October 11, 2025 by A.S. Van Dorston

Favorite book #3. “Don’t Panic.”

The hapless Arthur Dent, Zaphod Beeblebrox, the brilliant Trillian, and depressive Marvin are some of my favorite characters in all of literature, and the first book triggers the most LPM (laughs per minute) than anything I’ve read. Many of the greatest gags have been immortalized in popular culture to the point where many people know them, but have no idea where they came from, like the sage advice to don’t panic, and always bring your towel, the entry for Earth in the guide, “mostly harmless,” and of course Deep Thought’s answer to the ultimate question of life, the universe and everything, “42.” Too bad they didn’t think to frame it as an actual question.

Then there’s the Pan Galactic Gargle Blaster invented by ex-President of the Galaxy Zaphod Beeblebrox, considered by the Guide to be the “Best Drink in Existence.” Its effects are similar to “having your brains smashed out by a slice of lemon wrapped round a large gold brick.” After two of those babies, the dullest, most by-the-book Vogon will be up on the bar in stilettos, yodeling mountain shanties and swearing he’s the king of the Gray Binding Fiefdoms of Saxaquine. Beeblebrox advised that you should “never drink more than two Pan Galactic Gargle Blasters unless you are a thirty ton mega elephant with bronchial pneumonia.
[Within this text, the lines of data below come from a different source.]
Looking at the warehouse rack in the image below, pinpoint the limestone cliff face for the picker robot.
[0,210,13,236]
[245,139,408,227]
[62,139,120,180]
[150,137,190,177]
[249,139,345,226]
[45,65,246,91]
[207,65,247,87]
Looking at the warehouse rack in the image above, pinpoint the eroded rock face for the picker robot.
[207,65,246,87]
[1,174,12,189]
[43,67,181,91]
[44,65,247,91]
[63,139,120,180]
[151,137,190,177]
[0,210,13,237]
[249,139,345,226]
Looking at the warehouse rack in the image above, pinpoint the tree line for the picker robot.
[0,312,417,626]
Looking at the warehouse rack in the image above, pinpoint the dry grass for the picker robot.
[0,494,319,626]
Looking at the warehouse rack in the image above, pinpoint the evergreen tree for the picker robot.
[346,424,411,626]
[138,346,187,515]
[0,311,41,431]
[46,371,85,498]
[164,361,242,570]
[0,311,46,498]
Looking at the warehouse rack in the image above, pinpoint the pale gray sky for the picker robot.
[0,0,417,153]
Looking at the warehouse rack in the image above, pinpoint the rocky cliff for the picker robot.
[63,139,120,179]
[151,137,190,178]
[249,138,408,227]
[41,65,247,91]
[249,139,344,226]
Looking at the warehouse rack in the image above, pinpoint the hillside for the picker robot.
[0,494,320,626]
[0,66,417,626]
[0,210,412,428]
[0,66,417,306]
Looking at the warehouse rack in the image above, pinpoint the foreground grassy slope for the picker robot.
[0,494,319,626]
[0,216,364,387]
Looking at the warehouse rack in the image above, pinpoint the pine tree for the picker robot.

Perhaps my favorite of all is Marvin the Paranoid Android, who is not paranoid, just justifiably depressed due to boredom. Serving in the starship Heart of Gold, he was built as one of many failed prototypes of Sirius Cybernetics Corporation’s GPP (Genuine People Personalities) technology, Marvin is so bored because he has a “brain the size of a planet” which he is seldom, if ever, given the chance to use. Instead, the crew request him to carry out mundane jobs such as “opening the door”. Indeed, the true horror of Marvin’s existence is that no task he could be given would occupy even the tiniest fraction of his vast intellect. Marvin claims he is 50,000 times more intelligent than a human (or 30 billion times more intelligent than a live mattress), though this is, if anything, an underestimation. When kidnapped by the bellicose Krikkit robots and tied to the interfaces of their intelligent war computer, Marvin simultaneously manages to plan the entire planet’s military strategy, solve “all of the major mathematical, physical, chemical, biological, sociological, philosophical, etymological, meteorological and psychological problems of the Universe, except his own, three times over”, and compose several lullabies. My man. Or rather, my bot.

“Anyone who is capable of getting themselves made President should on no account be allowed to do the job.”

Of all the iterations of the story, the original radio series on BBC Radio 4, the TV series, the movie, the book is the one to go with.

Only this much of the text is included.